The department’s investigation revealed Gregori was keeping two sets of books, using a payroll processing service to report to Employment Development Department and pay her employees, and keeping a fraudulent set of books that she provided to insurers and insurance auditors, which showed a significantly lower payroll amount.

The People moved for appointment of a receiver to manage and preserve Gregori’s assets pursuant to Penal Code section 186.11. The court granted the motion and issued an order appointing the Receiver, identifying the assets subject to the receivership, and specifying the Receiver’s powers.

Among other things, the Receiver was authorized to take possession of, collect income from, and otherwise operate, manage, preserve, and control Gregori’s properties. The order also authorized the Receiver to request court approval and confirmation of all fees and expenses incurred by the receivership in executing its duties. The court “reserve[d] jurisdiction to allocate the receivership costs of administration as between the parties.”

One of the real properties in the receivership estate was located on Dolores Street in San Francisco and owned by Gregori’s former romantic partner, Richard Bertero,with whom Gregori had commingled funds. Bertero used the Dolores Street property as collateral for a loan from Avalon Funding Corporation.

Later, Bertero filed for Chapter 11 bankruptcy; the Dolores Street property became part of the bankruptcy estate. The bankruptcy court released the Dolores Street property from the automatic bankruptcy stay to allow foreclosing lenders to sell it. When both Avalon and the Receiver made claims to the surplus proceeds from that sale, the trial court ordered the surplus turned over to it to resolve the priority of their claims. Relying on section 186.11, the court ordered that the bulk of the surplus be used to pay the Receiver’s fees and expenses incurred in administering the receivership estate which was roughly $148,000.

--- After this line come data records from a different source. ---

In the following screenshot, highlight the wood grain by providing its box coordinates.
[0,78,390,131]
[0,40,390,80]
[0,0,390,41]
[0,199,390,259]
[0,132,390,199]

The Court of Appeal Affirmed in the unpublished case of People v. Gregori -A164081 (February 2024)

On appeal, Avalon argues that the Receiver had no valid claim to the surplus; that the court erred by applying section 186.11 rather than the nonjudicial foreclosure statute, Civil Code section 2924k; that the court lacked jurisdiction over the surplus; and that the court misapplied section 186.11. The Receiver argues that the trial court had jurisdiction over the surplus as part of the receivership estate and that the court properly exercised its discretion by finding that section 186.11 authorized it to pay the Receiver before paying Avalon.

Penal Code section 186.11, the “Freeze and Seize’ statute, authorizes a trial court to appoint a receiver to preserve the assets of a criminal defendant subject to an “aggravated white collar crime enhancement’ because the defendant was “charged with having committed two or more related felonies involving fraud . . ., a pattern of related felony conduct, and the taking of more than $100,000.”

The court’s goal in the pendent receivership proceedings is to prevent defendants from “dissipat[ing] or secreting [their] assets or property” while the criminal proceedings are pending, and then to use “those assets to pay restitution to victims if the People secure a conviction.”

Subdivision (b) of Civil Code section 2924j specifies that “[n]othing in this section shall preclude any person from pursuing other remedies or claims as to surplus proceeds.” Thus the trial court did not abuse its discretion in declining to adhere to the claim priorities in Civil Code section 2924k.

The trial court’s interpretation of section 186.11 to permit compensation to the Receiver was not an abuse of discretion or contrary to law. The court reviewed the plain language of section 186.11, harmonized the language of the statute to give force and effect to its distinct provisions, and interpreted it to further the policy interests embodied therein.